MSCI China A Mid Cap Index: The MSCI China A Mid Cap Index captures mid-cap representation across China securities listed on the Shanghai and Shenzhen exchanges. The index covers only those securities that are accessible through “Stock Connect”. The index is designed for international investors and is calculated using China A Stock Connect listings based on the offshore RMB exchange rate (CNH). The index was launched on March 1, 2018.

MSCI China A Large Cap Index: The MSCI China A Large Cap Index captures large-cap representation across China securities listed on the Shanghai and Shenzhen exchanges. The index covers only those securities that are accessible through “Stock Connect”. The index is designed for international investors and is calculated using China A Stock Connect listings based on the offshore RMB exchange rate (CNH). The index was launched on March 1, 2018.

CSI 300 Net Total Return Index USD: The CSI 300 Net Total Return Index USD consists of the 300 largest and most liquid A-share stocks. The Index aims to reflect the overall performance of the China A-share market. The index was launched on April 8, 2005.

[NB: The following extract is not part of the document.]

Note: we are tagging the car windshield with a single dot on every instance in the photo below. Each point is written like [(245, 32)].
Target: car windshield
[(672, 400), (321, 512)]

CNN Fear & Greed Index: The CNN Fear & Greed Index is meant to measure the degree to which the emotions of fear and greed are powering investment decisions in the US marketplace. To arrive at a value for the index at a given time, equal weights are given to the deviation from the mean of seven indicators: stock price momentum in the S&P 500 Index, stock price strength on the New York Stock Exchange, stock price breadth, put/call ratios, junk bond demand, market volatility (measured by the VIX Index), and safe-haven demand.

Morningstar Diversified Emerging Markets Universe: Diversified emerging-markets portfolios tend to divide their assets among 20 or more nations, although they tend to focus on the emerging markets of Asia and Latin America rather than on those of the Middle East, Africa, or Europe. These portfolios invest at least 70% of total assets in equities and invest at least 50% of stock assets in emerging markets.